Environmental groups claimed victories in both cases, but an ample supply of import capacity is the more likely factor.

Plenty of capacity

“The terminals that have already been committed will provide sufficient (LNG) capacity,” Greg Koehler, Shell’s project director for the Gulf Landing proposal, told the Associated Press on March 28.

Projects that already have federal approval, plus those currently operating, could theoretically import half of the 61 billion cubic feet of gas currently consumed daily in the United States, though there is nowhere near enough LNG available in the world market to provide that kind of supply.

U.S. import terminals in the Atlantic Basin already can bring in the equivalent of 1.7 trillion cubic feet annually, or more than 4 bcf daily. LNG imports last year amounted to 580 million cubic feet, or about 1.6 bcf daily.

Offshore plans hit reef

Offshore LNG terminals originally were seen as a way to avoid NIMBY complaints from residents near the sites of onshore facilities. But they quickly drew fire for plans to use millions of gallons of seawater to heat the LNG and regasify it in what are called “open-loop” systems. The National Marine Fisheries Service found that open-loop terminals would be harmful, because the chilling of the seawater in the shallow Gulf was found to kill marine creatures and eggs.

A ConocoPhillips plan for an LNG terminal off Alabama was abandoned last summer as political pressure mounted on governors in Gulf Coast states to veto the projects.

Similar projects have been making progress in New England, however, as Neptune LNG LLC received a deepwater port license on March 26 from the U.S. Maritime Administration for an offshore port in Massachusetts Bay.

Neptune, a subsidiary of Europe’s Suez Energy, already operates an onshore LNG import terminal at Everett, Mass. The new system could import and regasify up to 750 million cubic feet of gas daily using an onboard regasification system. The project cost is about $1 billion, including the ships, and the port is expected to start operating in 2009.

Excelerate Energy, based in The Woodlands, Texas, has proposed a similar terminal nearby called the Northeast Gateway Energy Bridge 13 miles southeast off Gloucester. The Maritime Administration has said it will issue an operating license for that port also. Excelerate built a similar offshore terminal in the Gulf of Mexico but it has been largely inactive.

West Coast proposals

Offshore terminals also are under consideration on the West Coast, where Australian energy firms BHP Billiton and Woodside Petroleum have proposed LNG import facilities. Those have faced substantial opposition from local residents despite their locations more than a dozen miles from shore, and important decisions on those projects are expected this spring.

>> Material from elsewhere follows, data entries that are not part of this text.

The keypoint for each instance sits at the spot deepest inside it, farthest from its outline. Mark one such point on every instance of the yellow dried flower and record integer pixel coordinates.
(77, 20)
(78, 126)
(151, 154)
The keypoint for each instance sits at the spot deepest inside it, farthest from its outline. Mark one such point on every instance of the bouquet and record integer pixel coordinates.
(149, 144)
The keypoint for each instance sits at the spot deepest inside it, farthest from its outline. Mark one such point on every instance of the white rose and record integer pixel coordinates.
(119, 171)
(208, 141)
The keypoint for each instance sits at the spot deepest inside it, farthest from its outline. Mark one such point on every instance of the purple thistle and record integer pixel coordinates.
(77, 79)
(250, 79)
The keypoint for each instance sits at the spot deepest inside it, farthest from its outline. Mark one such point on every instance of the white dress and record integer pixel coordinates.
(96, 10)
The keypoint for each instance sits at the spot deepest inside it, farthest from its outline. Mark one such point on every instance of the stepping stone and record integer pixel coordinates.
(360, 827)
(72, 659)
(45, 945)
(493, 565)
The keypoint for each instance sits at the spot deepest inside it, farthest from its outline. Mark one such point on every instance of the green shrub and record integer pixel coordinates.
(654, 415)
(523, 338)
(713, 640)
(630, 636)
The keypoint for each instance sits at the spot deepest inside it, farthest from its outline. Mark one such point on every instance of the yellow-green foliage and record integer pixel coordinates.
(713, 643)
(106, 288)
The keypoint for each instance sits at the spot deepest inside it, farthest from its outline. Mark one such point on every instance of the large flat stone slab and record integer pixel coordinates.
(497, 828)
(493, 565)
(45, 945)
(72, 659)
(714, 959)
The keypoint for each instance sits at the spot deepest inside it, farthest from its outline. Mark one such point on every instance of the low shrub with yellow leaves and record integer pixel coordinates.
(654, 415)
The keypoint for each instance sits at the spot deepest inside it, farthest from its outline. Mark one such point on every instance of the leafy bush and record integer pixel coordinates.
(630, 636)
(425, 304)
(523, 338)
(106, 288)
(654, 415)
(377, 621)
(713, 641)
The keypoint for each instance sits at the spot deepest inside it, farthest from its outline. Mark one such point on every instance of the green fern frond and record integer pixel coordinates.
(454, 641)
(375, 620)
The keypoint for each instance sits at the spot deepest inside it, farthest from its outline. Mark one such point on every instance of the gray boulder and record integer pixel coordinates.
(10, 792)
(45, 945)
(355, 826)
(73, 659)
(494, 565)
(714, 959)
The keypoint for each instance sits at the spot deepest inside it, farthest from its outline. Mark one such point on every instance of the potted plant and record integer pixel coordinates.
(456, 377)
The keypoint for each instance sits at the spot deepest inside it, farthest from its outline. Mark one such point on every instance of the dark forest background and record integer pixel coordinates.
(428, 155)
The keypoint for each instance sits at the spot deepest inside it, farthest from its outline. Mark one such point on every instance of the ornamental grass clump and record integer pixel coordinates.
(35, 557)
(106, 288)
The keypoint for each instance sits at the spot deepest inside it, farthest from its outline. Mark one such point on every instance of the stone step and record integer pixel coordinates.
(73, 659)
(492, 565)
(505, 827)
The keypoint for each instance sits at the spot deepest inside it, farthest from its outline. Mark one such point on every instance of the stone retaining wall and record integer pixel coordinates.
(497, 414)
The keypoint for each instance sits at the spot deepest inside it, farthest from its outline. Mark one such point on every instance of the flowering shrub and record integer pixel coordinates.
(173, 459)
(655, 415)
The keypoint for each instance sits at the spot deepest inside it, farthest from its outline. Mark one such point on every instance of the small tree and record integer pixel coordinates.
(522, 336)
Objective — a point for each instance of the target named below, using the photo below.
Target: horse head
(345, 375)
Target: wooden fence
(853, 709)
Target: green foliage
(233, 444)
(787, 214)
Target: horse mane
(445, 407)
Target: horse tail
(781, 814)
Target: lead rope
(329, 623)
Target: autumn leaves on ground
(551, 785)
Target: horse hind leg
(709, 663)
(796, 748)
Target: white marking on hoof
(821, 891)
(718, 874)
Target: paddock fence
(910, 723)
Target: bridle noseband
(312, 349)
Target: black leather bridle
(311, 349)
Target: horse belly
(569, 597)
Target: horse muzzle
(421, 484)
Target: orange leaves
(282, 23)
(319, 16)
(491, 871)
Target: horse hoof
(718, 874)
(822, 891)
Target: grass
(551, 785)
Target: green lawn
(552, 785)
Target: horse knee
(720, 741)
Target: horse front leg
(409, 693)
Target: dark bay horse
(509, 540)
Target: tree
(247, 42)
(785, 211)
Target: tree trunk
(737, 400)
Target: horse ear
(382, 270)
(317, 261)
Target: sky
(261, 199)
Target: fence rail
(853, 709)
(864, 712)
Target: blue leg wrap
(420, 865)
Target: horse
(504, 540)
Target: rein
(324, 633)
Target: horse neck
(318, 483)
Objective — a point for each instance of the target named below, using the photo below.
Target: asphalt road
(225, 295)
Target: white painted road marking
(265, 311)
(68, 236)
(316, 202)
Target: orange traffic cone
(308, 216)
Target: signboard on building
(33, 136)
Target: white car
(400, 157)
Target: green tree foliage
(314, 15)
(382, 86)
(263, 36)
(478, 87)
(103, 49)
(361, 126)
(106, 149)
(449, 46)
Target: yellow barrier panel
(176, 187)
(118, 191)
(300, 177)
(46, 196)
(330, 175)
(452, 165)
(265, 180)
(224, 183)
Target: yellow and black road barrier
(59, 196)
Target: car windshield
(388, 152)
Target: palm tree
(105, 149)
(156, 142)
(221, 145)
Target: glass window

ConocoPhillips recently dropped plans for an LNG port at Long Beach after the city’s harbor commission voted against the idea. But a Sempra Energy facility is currently under construction near Ensenada, Mexico, to serve the California market as well as Mexican utilities.

The Sempra terminal has an initial capacity of 1 bcf daily, with an expansion being sought to boost that to 2.5 bcf per day, more than a third of the amount California now consumes.

The Energia Costa Azul project is near the proposed site of the abandoned Chevron terminal, which would have had an initial capacity of 1.4 bcf daily.